Towards a systematic comparative approach to historical cinema city cultures: The case of film programming in Antwerp and Ghent, 1952

Autoři

PORUBČANSKÁ Terézia MEERS Philippe

Druh Další prezentace na konferencích
Fakulta / Pracoviště MU

Filozofická fakulta

Citace
Popis Comparative research is high on the agenda of new cinema historiography, with a growing number of film programming databases emerging across the world. Among the analyses of local exhibition strategies, distribution patterns, cinema networks or of film audiences, there are also few instances of zooming out from the local scope to a broader, transnational level and of adopting comparative research strategies (e.g. Sedgwick, Pafort-Overduin, and Boter, 2012; Van Oort, 2016; Biltereyst, Van Oort & Meers, 2018). Drawing on the databases resulting from the Belgian cinema culture project The Enlightened City, this paper develops a methodology for systematic comparative research on historical urban cinema cultures. Focusing on two mid-size Belgian cities, Antwerp and Ghent in 1952, this paper relies on a standardized structure of datasets, and will focus more on testing the functionality and effectiveness of the proposed methodology than on the results themselves.
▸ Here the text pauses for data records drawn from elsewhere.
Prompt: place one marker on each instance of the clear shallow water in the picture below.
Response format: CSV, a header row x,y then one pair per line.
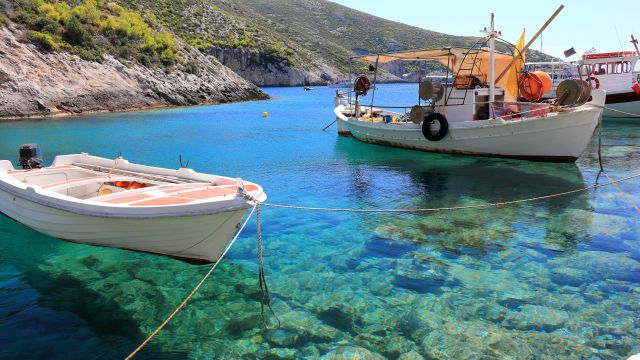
x,y
548,279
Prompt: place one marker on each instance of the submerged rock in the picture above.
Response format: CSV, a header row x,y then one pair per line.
x,y
351,353
535,317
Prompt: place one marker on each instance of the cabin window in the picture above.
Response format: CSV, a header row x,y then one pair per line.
x,y
585,70
614,68
599,69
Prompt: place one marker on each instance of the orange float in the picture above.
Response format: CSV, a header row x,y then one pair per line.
x,y
533,85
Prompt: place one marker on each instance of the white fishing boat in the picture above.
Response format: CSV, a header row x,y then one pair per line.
x,y
115,203
472,115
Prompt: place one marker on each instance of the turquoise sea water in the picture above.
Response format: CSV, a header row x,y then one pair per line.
x,y
550,279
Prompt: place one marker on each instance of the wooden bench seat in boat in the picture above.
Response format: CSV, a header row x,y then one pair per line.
x,y
163,195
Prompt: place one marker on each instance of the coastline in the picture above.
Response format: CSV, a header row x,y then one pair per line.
x,y
71,114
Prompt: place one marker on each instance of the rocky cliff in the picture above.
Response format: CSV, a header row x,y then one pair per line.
x,y
38,83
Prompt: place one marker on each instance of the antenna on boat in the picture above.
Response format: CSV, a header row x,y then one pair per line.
x,y
634,41
181,165
492,34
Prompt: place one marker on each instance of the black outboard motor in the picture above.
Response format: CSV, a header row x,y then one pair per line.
x,y
30,156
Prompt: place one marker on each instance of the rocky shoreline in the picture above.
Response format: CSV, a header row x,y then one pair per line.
x,y
34,83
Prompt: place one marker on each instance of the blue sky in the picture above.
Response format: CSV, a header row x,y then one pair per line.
x,y
604,25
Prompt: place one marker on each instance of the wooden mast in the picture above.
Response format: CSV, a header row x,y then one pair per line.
x,y
533,39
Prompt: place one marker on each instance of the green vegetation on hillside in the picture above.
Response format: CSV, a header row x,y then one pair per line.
x,y
302,33
4,21
95,27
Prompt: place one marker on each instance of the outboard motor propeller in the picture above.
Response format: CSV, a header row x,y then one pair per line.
x,y
30,156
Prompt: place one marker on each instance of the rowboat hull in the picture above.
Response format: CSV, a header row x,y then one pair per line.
x,y
197,228
197,238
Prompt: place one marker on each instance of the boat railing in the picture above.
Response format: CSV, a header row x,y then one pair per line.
x,y
509,110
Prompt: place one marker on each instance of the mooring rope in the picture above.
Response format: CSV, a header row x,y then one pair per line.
x,y
264,288
463,207
195,289
266,296
620,111
626,196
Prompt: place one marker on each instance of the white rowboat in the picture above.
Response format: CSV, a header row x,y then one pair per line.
x,y
92,200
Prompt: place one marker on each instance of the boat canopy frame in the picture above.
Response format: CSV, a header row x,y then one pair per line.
x,y
455,61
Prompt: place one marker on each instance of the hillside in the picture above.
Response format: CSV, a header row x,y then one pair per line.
x,y
290,42
88,56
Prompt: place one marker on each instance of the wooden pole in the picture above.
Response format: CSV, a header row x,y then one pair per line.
x,y
533,39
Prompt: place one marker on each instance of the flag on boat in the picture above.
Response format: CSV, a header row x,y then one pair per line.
x,y
569,52
512,81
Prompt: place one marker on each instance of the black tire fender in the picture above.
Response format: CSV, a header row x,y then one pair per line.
x,y
431,119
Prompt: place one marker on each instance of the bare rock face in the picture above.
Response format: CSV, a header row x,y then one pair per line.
x,y
34,83
265,70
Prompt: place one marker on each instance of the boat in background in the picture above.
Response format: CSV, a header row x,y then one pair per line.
x,y
473,116
91,200
618,73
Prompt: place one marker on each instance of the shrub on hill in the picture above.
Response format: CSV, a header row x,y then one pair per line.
x,y
94,27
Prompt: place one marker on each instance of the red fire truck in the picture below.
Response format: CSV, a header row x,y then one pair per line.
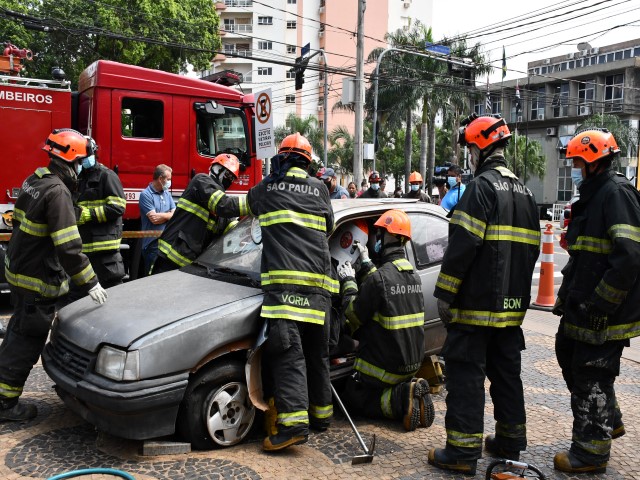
x,y
139,118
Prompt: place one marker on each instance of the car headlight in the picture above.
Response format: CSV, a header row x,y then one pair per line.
x,y
118,364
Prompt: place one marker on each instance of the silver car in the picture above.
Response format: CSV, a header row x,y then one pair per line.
x,y
167,353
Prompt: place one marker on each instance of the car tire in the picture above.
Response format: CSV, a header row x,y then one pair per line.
x,y
216,411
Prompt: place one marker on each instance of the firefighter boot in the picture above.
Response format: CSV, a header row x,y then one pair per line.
x,y
15,411
286,437
440,458
565,461
495,450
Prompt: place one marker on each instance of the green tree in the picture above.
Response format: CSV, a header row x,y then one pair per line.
x,y
148,33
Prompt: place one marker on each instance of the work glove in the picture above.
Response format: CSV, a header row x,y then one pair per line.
x,y
98,294
345,270
558,307
364,252
85,216
444,310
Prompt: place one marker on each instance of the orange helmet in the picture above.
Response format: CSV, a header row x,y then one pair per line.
x,y
415,177
228,161
296,143
396,222
483,131
592,145
67,144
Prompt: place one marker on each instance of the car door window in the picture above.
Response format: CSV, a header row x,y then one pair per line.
x,y
429,238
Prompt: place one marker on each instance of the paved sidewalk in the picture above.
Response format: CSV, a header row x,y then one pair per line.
x,y
58,441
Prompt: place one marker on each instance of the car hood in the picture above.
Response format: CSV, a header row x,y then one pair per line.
x,y
127,313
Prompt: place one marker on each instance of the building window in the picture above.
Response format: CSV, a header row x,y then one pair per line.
x,y
537,104
560,102
613,92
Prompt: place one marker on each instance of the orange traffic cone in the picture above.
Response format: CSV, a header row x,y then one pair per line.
x,y
546,297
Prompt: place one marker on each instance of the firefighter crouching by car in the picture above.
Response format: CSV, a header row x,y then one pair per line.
x,y
45,247
100,204
483,293
201,215
296,218
386,314
598,299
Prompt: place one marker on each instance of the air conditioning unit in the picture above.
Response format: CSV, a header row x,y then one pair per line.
x,y
584,110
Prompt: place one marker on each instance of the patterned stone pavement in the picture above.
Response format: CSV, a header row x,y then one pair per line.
x,y
58,441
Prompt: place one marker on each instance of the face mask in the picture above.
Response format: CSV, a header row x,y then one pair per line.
x,y
576,176
89,162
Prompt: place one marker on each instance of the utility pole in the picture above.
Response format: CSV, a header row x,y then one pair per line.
x,y
359,103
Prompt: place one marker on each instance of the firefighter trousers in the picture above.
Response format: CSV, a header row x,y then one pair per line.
x,y
23,343
471,354
590,372
297,357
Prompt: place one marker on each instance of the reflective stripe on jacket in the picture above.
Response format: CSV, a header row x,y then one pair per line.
x,y
45,244
604,247
494,242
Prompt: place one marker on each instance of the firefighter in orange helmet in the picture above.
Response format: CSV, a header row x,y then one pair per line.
x,y
415,180
202,213
598,299
44,254
386,314
494,227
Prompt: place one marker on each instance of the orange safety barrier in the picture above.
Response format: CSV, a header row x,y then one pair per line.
x,y
546,296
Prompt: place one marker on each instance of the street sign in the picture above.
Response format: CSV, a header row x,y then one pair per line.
x,y
265,143
441,49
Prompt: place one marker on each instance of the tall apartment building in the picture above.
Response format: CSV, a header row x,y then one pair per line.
x,y
255,34
556,97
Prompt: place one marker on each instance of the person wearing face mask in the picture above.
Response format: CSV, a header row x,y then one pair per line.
x,y
156,209
43,256
374,190
100,204
415,180
483,293
328,177
202,214
598,299
385,312
456,188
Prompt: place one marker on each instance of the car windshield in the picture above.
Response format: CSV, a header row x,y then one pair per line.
x,y
237,250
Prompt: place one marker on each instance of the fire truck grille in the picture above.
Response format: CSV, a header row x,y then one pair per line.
x,y
70,359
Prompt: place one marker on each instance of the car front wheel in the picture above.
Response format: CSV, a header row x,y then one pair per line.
x,y
217,411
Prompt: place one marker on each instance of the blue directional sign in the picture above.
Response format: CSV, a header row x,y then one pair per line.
x,y
441,49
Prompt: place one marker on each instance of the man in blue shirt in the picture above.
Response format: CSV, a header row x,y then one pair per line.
x,y
456,188
156,208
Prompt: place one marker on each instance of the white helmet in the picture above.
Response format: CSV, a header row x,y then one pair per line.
x,y
342,241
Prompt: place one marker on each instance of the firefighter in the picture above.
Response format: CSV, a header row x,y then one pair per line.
x,y
202,213
483,292
44,252
598,299
415,180
295,217
100,205
374,190
386,314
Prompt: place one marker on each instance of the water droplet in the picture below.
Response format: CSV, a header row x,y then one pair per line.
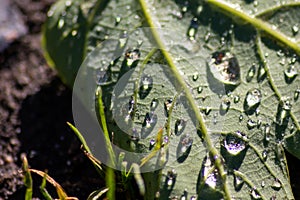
x,y
154,104
103,75
261,74
267,131
207,37
146,85
123,39
167,106
264,155
195,77
184,7
117,20
60,23
296,94
199,89
251,73
135,135
295,29
184,195
179,126
207,110
150,120
213,179
50,13
149,123
252,100
184,147
241,117
151,144
279,152
225,68
284,109
234,143
290,73
238,182
193,198
224,107
251,124
236,99
74,33
132,56
171,178
215,118
276,184
254,194
131,105
192,30
68,3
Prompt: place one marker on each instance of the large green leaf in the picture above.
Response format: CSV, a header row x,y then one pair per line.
x,y
236,122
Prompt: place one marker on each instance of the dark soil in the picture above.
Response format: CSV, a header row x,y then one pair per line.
x,y
34,109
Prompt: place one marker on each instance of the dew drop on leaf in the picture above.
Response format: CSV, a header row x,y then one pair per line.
x,y
151,143
213,179
224,107
254,194
267,131
153,104
171,178
122,40
295,29
184,195
251,124
236,99
238,182
68,3
146,85
234,144
276,184
296,94
117,20
207,110
150,120
179,126
264,155
193,198
60,23
167,106
290,73
241,117
131,105
225,68
261,74
252,100
199,89
195,77
131,56
251,73
192,30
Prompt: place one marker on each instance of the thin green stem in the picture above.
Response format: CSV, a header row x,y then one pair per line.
x,y
277,7
104,126
205,134
271,81
257,23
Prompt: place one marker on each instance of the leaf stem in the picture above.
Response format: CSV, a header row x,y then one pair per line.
x,y
259,24
205,134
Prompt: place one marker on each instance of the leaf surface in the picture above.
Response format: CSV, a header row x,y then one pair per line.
x,y
224,130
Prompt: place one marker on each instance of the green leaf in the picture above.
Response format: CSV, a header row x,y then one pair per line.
x,y
224,75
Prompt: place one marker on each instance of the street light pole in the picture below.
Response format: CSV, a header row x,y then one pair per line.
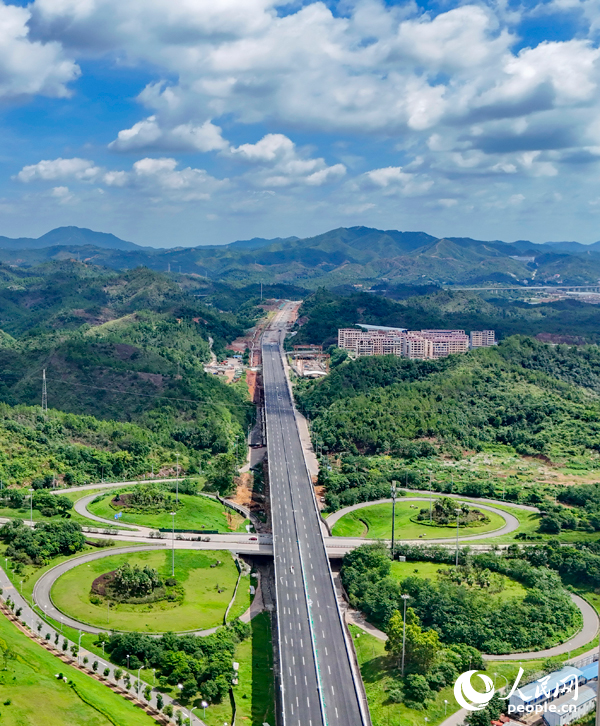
x,y
173,557
457,529
405,598
393,514
597,704
430,496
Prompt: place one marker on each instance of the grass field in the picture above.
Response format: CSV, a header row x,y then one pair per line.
x,y
376,522
255,691
202,607
379,671
195,512
25,512
37,697
429,570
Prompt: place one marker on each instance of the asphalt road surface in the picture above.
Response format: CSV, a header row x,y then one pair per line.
x,y
316,676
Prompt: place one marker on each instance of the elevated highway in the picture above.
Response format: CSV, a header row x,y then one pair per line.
x,y
318,682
We will apply cluster analysis to the programming data, exploring and comparing programming strategies and film preferences in cinemas. From the programming data, we can learn about the programming strategies of cinemas as well as preferences of their audiences. We will ask for example which cinemas focused mainly on screening films of certain distribution companies or countries of origin; which cinemas shared the same films on program; or if the official censorship marking was important for cinema owners, etc. The clusters created on the basis of these questions will help us to reveal new relationships between cinemas within and among the two cities, and to look for their explanations in additional contextual archival material. We intend to create a methodology that would be applicable not only across the geographical borders but hopefully across the disciplinary divides as well, and that would give us an opportunity to transcend borders between datasets and find relations among them.